Historical Contingency Limits Adaptive Diversification in a Spatially Structured Environment
Listed in
This article is not in any list yet, why not save it to one of your lists.Abstract
Understanding how genotype-by-environment (GxE) interactions influence evolutionary trajectories and contribute to historical contingency is key to predicting evolution. In spatially structured, heterogeneous environments, populations often diversify into ecotypes, resulting in niche specialization. However, the ability to specialize depends not only on ecological opportunity but also on whether genetic variation permits access to novel niches, as genetic disruptions may inhibit adaptation unless alternative trajectories or compensatory mutations are subsequently accessible. Previously, we demonstrated that Escherichia coli populations rapidly diversify into two co-existing ecotypes in a nutrient-rich, spatially structured environment. The adaptation of both ecotypes results in benefits only perceived in the spatially structured culture tube environment. Here, diversification is initiated by first-step mutations associated with the overexpression of genes encoding the type 1 fimbria, the major attachment pilus involved in biofilm development, enabling range expansion and allowing E. coli to occupy the surface-air interface of the culture tube.

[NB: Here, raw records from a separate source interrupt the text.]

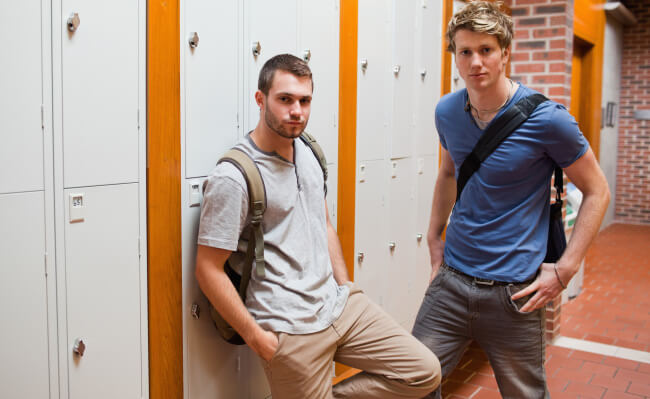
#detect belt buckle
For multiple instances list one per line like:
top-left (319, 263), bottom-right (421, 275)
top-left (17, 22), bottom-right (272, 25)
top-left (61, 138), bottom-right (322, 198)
top-left (474, 277), bottom-right (494, 287)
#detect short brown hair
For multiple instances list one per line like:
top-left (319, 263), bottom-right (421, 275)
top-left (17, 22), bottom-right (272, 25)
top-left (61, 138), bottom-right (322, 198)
top-left (447, 0), bottom-right (513, 53)
top-left (257, 54), bottom-right (314, 96)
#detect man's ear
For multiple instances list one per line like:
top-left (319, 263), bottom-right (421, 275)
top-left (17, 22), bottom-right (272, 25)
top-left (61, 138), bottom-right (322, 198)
top-left (255, 90), bottom-right (266, 108)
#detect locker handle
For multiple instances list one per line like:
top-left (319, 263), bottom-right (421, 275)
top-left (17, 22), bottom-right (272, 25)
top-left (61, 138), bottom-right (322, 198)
top-left (72, 338), bottom-right (86, 357)
top-left (252, 42), bottom-right (262, 57)
top-left (188, 32), bottom-right (199, 48)
top-left (67, 12), bottom-right (81, 33)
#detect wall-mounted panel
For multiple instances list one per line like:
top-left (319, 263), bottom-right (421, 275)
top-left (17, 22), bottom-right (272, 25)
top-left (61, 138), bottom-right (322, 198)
top-left (354, 160), bottom-right (392, 306)
top-left (297, 0), bottom-right (339, 163)
top-left (390, 0), bottom-right (416, 158)
top-left (384, 158), bottom-right (416, 324)
top-left (59, 0), bottom-right (139, 188)
top-left (413, 0), bottom-right (443, 156)
top-left (61, 183), bottom-right (142, 399)
top-left (181, 0), bottom-right (241, 177)
top-left (0, 0), bottom-right (43, 193)
top-left (357, 0), bottom-right (393, 161)
top-left (0, 191), bottom-right (50, 398)
top-left (244, 0), bottom-right (299, 132)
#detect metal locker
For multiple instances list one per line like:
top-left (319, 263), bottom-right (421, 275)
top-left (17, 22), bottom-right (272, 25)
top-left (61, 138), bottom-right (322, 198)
top-left (182, 179), bottom-right (248, 399)
top-left (325, 163), bottom-right (339, 228)
top-left (60, 183), bottom-right (142, 399)
top-left (354, 160), bottom-right (392, 306)
top-left (181, 0), bottom-right (241, 178)
top-left (384, 158), bottom-right (416, 324)
top-left (390, 0), bottom-right (416, 158)
top-left (0, 0), bottom-right (45, 193)
top-left (298, 0), bottom-right (339, 162)
top-left (357, 0), bottom-right (393, 161)
top-left (409, 155), bottom-right (438, 318)
top-left (244, 0), bottom-right (299, 132)
top-left (0, 192), bottom-right (50, 398)
top-left (60, 0), bottom-right (139, 188)
top-left (413, 0), bottom-right (445, 156)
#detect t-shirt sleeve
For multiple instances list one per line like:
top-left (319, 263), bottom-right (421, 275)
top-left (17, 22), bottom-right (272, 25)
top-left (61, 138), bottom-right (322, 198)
top-left (197, 170), bottom-right (248, 251)
top-left (544, 104), bottom-right (589, 168)
top-left (435, 105), bottom-right (447, 150)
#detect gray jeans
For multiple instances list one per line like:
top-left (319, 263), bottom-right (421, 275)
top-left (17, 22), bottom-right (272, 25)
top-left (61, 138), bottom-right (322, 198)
top-left (413, 264), bottom-right (549, 399)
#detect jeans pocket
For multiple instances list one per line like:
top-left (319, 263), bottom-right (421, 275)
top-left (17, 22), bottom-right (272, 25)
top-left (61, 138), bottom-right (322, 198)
top-left (504, 284), bottom-right (535, 315)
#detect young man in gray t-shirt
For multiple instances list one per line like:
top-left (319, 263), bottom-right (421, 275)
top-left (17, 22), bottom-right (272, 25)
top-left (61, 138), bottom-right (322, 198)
top-left (196, 54), bottom-right (440, 399)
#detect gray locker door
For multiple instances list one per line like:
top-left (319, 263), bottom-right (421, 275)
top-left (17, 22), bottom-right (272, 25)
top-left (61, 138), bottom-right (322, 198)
top-left (244, 0), bottom-right (298, 132)
top-left (181, 0), bottom-right (241, 177)
top-left (62, 183), bottom-right (140, 399)
top-left (408, 155), bottom-right (438, 322)
top-left (354, 160), bottom-right (390, 306)
top-left (0, 0), bottom-right (44, 193)
top-left (298, 0), bottom-right (339, 163)
top-left (357, 0), bottom-right (393, 161)
top-left (414, 0), bottom-right (445, 156)
top-left (183, 179), bottom-right (249, 399)
top-left (60, 0), bottom-right (139, 187)
top-left (384, 158), bottom-right (416, 325)
top-left (390, 0), bottom-right (416, 158)
top-left (0, 192), bottom-right (54, 398)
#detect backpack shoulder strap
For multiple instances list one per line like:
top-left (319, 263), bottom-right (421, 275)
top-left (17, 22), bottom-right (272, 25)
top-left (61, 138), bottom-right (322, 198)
top-left (456, 93), bottom-right (548, 202)
top-left (217, 147), bottom-right (266, 288)
top-left (300, 132), bottom-right (327, 183)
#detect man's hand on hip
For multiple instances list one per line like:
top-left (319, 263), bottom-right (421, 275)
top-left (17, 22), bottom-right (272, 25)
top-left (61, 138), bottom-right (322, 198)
top-left (249, 330), bottom-right (279, 362)
top-left (427, 238), bottom-right (445, 284)
top-left (511, 263), bottom-right (562, 312)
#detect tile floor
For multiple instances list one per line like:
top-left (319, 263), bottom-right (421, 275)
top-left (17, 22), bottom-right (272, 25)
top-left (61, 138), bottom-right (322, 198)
top-left (442, 224), bottom-right (650, 399)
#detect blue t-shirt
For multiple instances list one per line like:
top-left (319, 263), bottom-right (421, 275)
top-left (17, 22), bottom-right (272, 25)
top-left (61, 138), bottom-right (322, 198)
top-left (436, 85), bottom-right (589, 282)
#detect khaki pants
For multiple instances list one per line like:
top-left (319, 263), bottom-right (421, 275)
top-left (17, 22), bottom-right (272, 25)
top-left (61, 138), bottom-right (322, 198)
top-left (262, 285), bottom-right (440, 399)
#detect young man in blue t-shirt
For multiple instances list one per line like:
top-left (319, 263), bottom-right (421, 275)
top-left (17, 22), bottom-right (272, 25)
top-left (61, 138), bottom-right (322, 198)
top-left (413, 1), bottom-right (609, 399)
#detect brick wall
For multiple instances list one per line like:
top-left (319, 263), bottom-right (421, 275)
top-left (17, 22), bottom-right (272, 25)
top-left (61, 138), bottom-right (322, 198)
top-left (508, 0), bottom-right (573, 342)
top-left (615, 0), bottom-right (650, 224)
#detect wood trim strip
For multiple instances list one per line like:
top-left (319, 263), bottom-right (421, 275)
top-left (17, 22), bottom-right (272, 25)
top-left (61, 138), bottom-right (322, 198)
top-left (336, 0), bottom-right (359, 280)
top-left (147, 0), bottom-right (183, 399)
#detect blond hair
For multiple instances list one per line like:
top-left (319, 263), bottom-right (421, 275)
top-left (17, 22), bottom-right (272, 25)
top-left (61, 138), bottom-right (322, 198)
top-left (447, 0), bottom-right (513, 53)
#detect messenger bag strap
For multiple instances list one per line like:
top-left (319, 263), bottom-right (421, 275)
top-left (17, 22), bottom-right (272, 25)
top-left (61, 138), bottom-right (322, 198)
top-left (219, 147), bottom-right (266, 284)
top-left (456, 93), bottom-right (548, 202)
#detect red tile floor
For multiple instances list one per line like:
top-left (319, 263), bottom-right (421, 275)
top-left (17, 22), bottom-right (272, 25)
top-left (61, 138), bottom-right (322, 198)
top-left (442, 224), bottom-right (650, 399)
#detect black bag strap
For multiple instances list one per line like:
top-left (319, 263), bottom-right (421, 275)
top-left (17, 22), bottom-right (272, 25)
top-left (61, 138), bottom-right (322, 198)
top-left (456, 93), bottom-right (548, 202)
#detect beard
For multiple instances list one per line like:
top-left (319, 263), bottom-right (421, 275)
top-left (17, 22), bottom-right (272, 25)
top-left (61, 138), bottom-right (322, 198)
top-left (264, 105), bottom-right (307, 139)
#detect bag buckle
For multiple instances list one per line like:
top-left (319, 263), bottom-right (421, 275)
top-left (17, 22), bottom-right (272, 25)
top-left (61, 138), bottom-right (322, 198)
top-left (474, 277), bottom-right (494, 287)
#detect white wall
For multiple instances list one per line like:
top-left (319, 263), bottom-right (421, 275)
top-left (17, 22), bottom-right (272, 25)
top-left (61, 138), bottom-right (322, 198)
top-left (600, 17), bottom-right (623, 228)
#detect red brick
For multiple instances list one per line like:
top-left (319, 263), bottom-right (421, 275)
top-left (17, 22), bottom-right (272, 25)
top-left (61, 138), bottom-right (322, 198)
top-left (627, 381), bottom-right (650, 397)
top-left (566, 381), bottom-right (605, 399)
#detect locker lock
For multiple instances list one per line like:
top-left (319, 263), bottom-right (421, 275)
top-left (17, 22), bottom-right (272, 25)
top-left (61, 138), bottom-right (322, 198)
top-left (188, 32), bottom-right (199, 48)
top-left (251, 42), bottom-right (262, 57)
top-left (67, 12), bottom-right (81, 32)
top-left (190, 302), bottom-right (201, 320)
top-left (72, 338), bottom-right (86, 357)
top-left (302, 49), bottom-right (311, 62)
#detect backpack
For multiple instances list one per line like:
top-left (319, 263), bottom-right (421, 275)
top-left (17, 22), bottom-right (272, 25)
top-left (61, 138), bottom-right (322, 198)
top-left (210, 132), bottom-right (327, 345)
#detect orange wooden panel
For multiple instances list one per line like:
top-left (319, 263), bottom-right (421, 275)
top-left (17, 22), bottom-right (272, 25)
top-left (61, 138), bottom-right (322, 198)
top-left (336, 0), bottom-right (359, 280)
top-left (147, 0), bottom-right (183, 399)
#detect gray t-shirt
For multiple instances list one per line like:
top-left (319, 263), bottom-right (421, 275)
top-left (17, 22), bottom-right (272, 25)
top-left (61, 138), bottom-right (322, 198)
top-left (198, 135), bottom-right (349, 334)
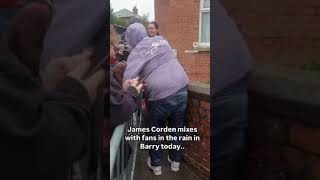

To investigate how first-step mutations shape evolutionary trajectories, we experimentally evolved wild-type and fimbrial-deficient (Δ fimA ) E. coli for 91 days in both structured (tube) and unstructured (flask) environments. While a fimA deletion initially confers a fitness benefit by avoiding the cost of insufficient biofilm formation, it ultimately prevents range expansion in structured environments and is not compensated by expression of cryptic fimbriae by the end of experimental evolution. As a result, Δ fimA populations show constrained adaptation in tubes compared to wild-type. Alternatively, both genotypes perform similarly in flasks, where biofilm formation is not advantageous and whole population sequencing reveals that flask-evolved populations similar early mutational trajectories. Our results highlight the ruggedness of the adaptive landscape in structured environments and show how an initially beneficial mutation can trap a lineage on a local fitness peak, underscoring the importance of G×E interactions and early mutational events in shaping the predictability and contingency of evolutionary outcomes.